Vous publiez le journal de Renée de Riocour dans la collection « Écrits de femmes ». Comment avez-vous mis au jour ce document ?
Timothée Muller : J’ai découvert ce texte dans le cadre de ma thèse sur la guerre franco-prussienne dans les écrits du for privé. Son directeur, Nicolas Bourguinat, est aussi celui de la collection « Ecrits de femmes », et logiquement s’est imposée l’idée de publier ce journal de Renée de Riocour (Marie Philippine Sophie Isabelle Renée du Boys de Riocour, de son nom complet !).
Car il constitue un document plutôt rare et riche d’enseignements. D’une part sur la guerre de 1870, telle qu’elle a été vécue par la population civile dans la campagne lorraine, en l’occurrence entre Aulnois-sur-Seille et Pont-à-Mousson. D’autre part, sur l’état d’esprit d’une jeune femme de 18 ans, fille unique d’une famille noble, catholique fervente, qui exprime ses émotions et se pose des questions quant à son avenir. C’est à la fois un journal intime et un journal de guerre, particulièrement bien écrit qui plus est.
Quels événements raconte-t-il ?
T. M. : Cette partie du journal, qui s’étale du 23 juillet 1870 au 31 décembre 1871, raconte trois phases de la guerre. D’abord, le choc de son déclenchement, les premières défaites, l’avancée rapide de l’ennemi. Puis l’exil à Pont-à-Mousson où Renée de Riocour part se réfugier – en vain, elle n’y arrive que trois jours avant les soldats prussiens – et dont elle repart à la première occasion. Enfin, la phase la plus longue, celle de l’occupation avec son lot de réquisitions, de violences et de tensions.
C’est à ce moment que de simple observatrice, elle devient actrice ?
T. M. : Renée de Riocour prend une part active à la guerre car elle veut aider et apporter du réconfort aux prisonniers et aux blessés qui arrivent des batailles dans les environs de Metz. C’est l’un des rôles que les femmes sont autorisées à occuper : distribution de nourriture, transmission de lettres à leurs familles… Être au contact des combattants qui reviennent du front, c’est aussi avoir accès à des informations sur la conduite de la guerre. Ce qui n’est pas aisé, compte tenu de la propagande de l’occupant et de l’isolement dont souffrent les habitants de l’arrière.
La circulation de l’information et sa véracité sont d’ailleurs des enjeux majeurs dans ses écrits ?

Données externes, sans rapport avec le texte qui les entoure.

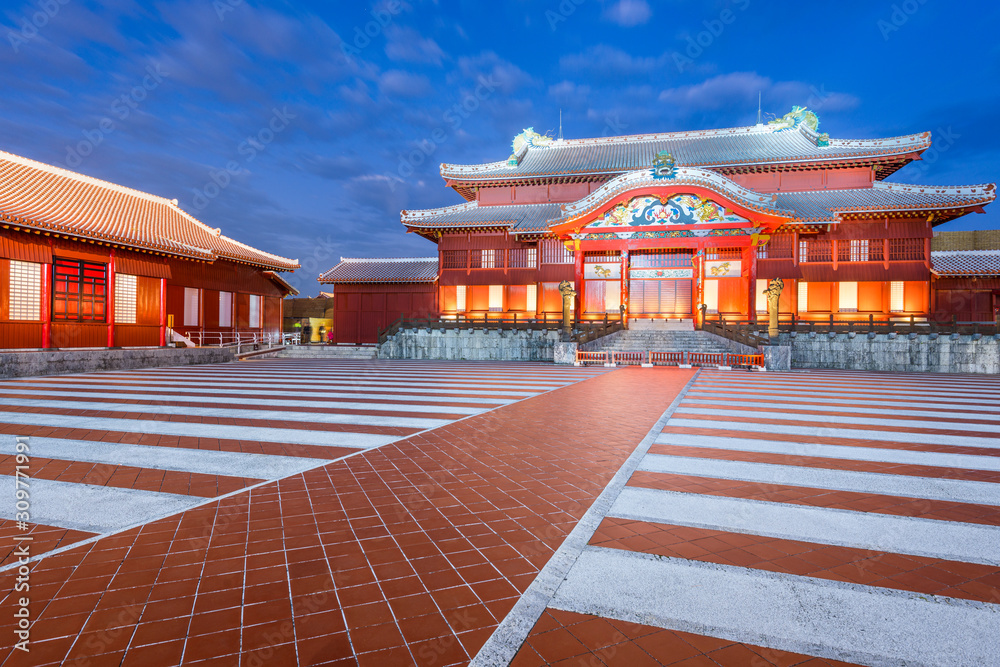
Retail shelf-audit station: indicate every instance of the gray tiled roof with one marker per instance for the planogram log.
(966, 262)
(807, 206)
(742, 146)
(383, 270)
(516, 216)
(823, 205)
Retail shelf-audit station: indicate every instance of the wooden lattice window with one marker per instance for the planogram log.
(79, 291)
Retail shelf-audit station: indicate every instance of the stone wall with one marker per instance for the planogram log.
(56, 362)
(470, 345)
(896, 354)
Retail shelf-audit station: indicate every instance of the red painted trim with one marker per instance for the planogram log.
(109, 310)
(163, 312)
(768, 220)
(46, 305)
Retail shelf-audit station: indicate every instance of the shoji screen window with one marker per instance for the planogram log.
(191, 306)
(225, 309)
(126, 289)
(254, 319)
(25, 290)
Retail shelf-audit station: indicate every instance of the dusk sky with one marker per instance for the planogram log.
(326, 113)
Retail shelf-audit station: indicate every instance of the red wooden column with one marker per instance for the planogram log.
(578, 278)
(109, 305)
(163, 312)
(624, 281)
(46, 313)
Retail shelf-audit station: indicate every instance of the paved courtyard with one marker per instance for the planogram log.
(286, 512)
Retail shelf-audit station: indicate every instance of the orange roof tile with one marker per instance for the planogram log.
(42, 197)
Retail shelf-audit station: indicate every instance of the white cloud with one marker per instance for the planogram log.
(629, 13)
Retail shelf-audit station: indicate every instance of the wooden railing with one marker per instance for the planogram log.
(583, 331)
(753, 333)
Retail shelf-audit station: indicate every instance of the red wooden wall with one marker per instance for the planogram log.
(363, 310)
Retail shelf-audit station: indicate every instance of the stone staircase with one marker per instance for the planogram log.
(653, 340)
(328, 352)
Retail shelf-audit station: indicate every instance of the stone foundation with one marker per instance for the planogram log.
(471, 345)
(927, 353)
(21, 363)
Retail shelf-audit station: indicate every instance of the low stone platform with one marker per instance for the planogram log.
(24, 363)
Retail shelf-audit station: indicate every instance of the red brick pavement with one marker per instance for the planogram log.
(933, 576)
(408, 554)
(569, 639)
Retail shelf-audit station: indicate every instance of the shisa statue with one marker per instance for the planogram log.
(566, 289)
(773, 293)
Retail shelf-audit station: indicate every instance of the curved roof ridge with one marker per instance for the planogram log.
(388, 259)
(77, 176)
(981, 188)
(683, 176)
(443, 210)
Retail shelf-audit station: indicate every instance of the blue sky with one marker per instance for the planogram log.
(304, 128)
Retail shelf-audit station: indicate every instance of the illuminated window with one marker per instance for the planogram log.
(191, 310)
(612, 296)
(496, 298)
(859, 250)
(225, 309)
(896, 296)
(25, 290)
(761, 297)
(712, 295)
(254, 322)
(79, 291)
(125, 298)
(848, 297)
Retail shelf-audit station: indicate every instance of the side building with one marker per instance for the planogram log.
(87, 263)
(371, 294)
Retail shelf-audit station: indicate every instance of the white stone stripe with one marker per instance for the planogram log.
(912, 389)
(896, 397)
(215, 431)
(839, 400)
(821, 408)
(806, 431)
(948, 540)
(226, 384)
(878, 454)
(95, 509)
(931, 488)
(858, 624)
(227, 413)
(203, 461)
(840, 419)
(466, 395)
(253, 399)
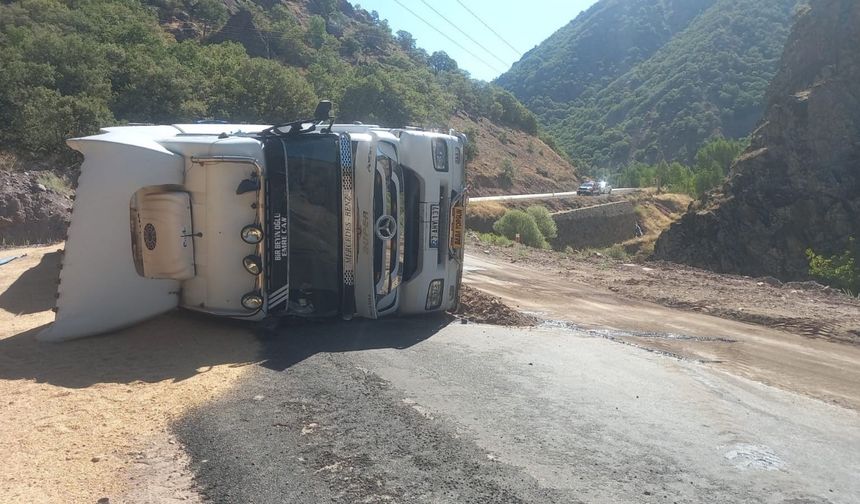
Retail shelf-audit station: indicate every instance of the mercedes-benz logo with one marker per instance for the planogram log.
(386, 227)
(149, 236)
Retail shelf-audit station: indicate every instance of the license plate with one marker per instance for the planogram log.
(458, 225)
(434, 226)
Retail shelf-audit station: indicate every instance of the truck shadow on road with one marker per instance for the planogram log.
(181, 345)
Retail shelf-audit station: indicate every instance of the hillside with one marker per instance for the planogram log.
(798, 185)
(675, 74)
(70, 68)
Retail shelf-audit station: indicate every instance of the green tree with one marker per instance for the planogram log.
(841, 271)
(544, 221)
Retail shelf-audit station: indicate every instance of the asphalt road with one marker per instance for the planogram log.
(543, 196)
(424, 411)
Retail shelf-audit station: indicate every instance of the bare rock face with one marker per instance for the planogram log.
(798, 185)
(29, 212)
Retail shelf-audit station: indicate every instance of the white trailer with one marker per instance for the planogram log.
(245, 221)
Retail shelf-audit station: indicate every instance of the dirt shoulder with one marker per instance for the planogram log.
(89, 419)
(806, 308)
(482, 308)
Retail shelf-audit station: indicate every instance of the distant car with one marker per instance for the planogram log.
(589, 188)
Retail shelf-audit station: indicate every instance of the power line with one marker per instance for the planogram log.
(491, 53)
(440, 32)
(489, 28)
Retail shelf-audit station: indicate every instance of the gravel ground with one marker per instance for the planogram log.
(483, 308)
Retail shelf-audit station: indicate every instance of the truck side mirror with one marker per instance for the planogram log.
(323, 111)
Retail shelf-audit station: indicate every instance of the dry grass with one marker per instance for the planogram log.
(485, 210)
(8, 161)
(54, 182)
(536, 168)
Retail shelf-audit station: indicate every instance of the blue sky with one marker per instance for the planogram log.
(522, 24)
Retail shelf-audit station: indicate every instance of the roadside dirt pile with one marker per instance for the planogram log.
(30, 211)
(798, 185)
(482, 308)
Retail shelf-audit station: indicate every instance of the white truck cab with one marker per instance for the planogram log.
(307, 219)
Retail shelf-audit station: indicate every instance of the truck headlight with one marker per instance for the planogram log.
(440, 154)
(252, 301)
(253, 264)
(434, 294)
(252, 234)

T. M. : Au début de la guerre, les nouvelles arrivent librement. Mais dès que l’occupation commence, les journaux français sont souvent interdits dans les territoires occupés et les Prussiens prennent le contrôle de l’information. Cette absence d’informations fiables et la défiance d’une partie de la population vis-à-vis de l’occupant a pour effet de semer le doute et de faciliter la propagation des rumeurs. L’épisode purement fictif des carrières de Jaumont, qui fait état d’une déroute des armées allemandes avec des pertes extrêmement lourdes, en est un bon exemple. Mais, dans de nombreux cas, les soldats qui battent la campagne (jusqu’au commandement) n’ont pas toujours d’informations très claires sur la conduite des opérations.

Au-delà de l’épisode de la guerre de 1870, Renée de Riocour, devenue Renée de la Chaise après son mariage en 1878, continue d’écrire son journal ?
T. M. : Oui, jusqu’au décès accidentel de son époux en 1889. Ce qui est plutôt rare. A l’époque, tenir un journal fait partie du processus éducatif classique des jeunes aristocrates. Pour s’entraîner à l’écriture et perfectionner son style. Et pour apprendre à maitriser ses émotions et sa subjectivité afin de ne pas sortir du cadre moral autorisé. Mais généralement, cela s’arrête avec le mariage.
Chez Renée de Riocour, c’est un peu plus complexe. Elle écrit jusqu’au décès accidentel de son mari, François-Norbert de la Chaise. Son journal a différents destinataires : sa mère, d’abord, à qui il lui permet de se confier. Son époux ensuite. Ses enfants, enfin, à qui elle veut transmettre l’histoire familiale. C’est pour cela qu’elle met au net ses carnets et qu’elle y ajoute des notes quelques années plus tard. Pour autant, elle n’a jamais envisagé que son journal puisse être publié.